I think you expect grapes and get cherries!
Not surprising really as suicide is rarely funny or is it? One of my favourite lines comes at the beginning of the film; asking to look at a gun in the local sports shop a customer blows himself away. The accompanying fallout instigates the comment 'He's reached Fishing' from an observant member of staff in the distance.
This is not to trivialise the message of the film, which centres round the lives of two sisters Rose and Norah.
They start a cleaning business to plug a lucrative gap in this 'exclusive' market.

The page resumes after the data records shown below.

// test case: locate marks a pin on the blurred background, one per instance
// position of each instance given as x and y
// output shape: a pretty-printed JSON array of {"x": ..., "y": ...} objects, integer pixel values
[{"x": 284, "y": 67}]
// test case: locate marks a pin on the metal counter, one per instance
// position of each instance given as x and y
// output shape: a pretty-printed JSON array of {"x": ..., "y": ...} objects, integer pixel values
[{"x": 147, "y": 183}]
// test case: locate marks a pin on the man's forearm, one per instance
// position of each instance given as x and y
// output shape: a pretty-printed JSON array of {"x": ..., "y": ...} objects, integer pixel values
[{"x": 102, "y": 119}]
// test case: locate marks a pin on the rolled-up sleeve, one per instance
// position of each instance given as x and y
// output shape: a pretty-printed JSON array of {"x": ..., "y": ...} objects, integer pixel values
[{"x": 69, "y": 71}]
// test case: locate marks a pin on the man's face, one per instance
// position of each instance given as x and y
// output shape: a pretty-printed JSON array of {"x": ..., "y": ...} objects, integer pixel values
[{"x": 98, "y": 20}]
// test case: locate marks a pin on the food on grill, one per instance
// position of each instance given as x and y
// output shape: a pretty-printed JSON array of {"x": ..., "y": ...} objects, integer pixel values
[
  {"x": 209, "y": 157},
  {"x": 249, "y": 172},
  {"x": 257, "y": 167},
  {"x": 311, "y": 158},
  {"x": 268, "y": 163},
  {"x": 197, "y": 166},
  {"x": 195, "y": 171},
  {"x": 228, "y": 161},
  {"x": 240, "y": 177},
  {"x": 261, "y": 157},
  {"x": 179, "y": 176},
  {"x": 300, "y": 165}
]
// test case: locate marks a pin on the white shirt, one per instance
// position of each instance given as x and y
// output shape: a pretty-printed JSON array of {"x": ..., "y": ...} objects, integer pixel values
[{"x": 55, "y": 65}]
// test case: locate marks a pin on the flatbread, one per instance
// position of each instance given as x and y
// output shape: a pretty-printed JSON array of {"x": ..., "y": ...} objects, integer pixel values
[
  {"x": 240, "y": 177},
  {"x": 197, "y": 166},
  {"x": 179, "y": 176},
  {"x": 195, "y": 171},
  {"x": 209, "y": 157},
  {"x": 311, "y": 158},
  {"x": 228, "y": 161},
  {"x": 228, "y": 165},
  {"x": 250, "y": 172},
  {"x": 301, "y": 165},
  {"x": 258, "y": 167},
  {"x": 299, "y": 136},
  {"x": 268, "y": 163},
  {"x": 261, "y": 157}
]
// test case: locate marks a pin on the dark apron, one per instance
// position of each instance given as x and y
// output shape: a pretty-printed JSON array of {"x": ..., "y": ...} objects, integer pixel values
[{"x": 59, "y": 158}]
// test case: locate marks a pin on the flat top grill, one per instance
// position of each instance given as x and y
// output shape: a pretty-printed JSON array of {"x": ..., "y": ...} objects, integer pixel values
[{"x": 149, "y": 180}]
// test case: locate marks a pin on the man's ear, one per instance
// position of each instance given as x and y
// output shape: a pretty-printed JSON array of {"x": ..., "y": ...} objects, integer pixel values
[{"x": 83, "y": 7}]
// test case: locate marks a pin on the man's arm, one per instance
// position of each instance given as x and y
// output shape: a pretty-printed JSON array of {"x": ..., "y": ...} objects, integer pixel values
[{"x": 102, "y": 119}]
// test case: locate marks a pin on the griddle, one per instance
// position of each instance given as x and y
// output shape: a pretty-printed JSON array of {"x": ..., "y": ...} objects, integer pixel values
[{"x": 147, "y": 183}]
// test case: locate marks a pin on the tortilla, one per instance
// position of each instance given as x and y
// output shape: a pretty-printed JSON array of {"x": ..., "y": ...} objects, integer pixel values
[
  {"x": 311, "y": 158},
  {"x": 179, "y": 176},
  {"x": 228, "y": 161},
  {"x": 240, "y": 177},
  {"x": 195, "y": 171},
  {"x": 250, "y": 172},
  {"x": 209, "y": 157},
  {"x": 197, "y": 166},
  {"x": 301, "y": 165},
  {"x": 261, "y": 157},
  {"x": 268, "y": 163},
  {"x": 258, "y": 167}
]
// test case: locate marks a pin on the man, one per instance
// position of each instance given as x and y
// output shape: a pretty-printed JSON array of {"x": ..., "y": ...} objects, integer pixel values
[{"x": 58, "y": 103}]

I mean, who does clean up after a suicide, forensics having gone home for tea?
I want to know!
The sisters are played beautifully and disarmingly by Amy Adams and Emily Blunt. What event has shaped the sisters' lives to make them yearn to see their mother on the television and to go 'trestling' (standing immediately under a wooden bridge while a train goes over)? As the oxymoron lets go the viewer gets a glimpse of what suicide means to those left behind.
The script was written by Megan Holley.
Well worth a watch – just go with an open mind.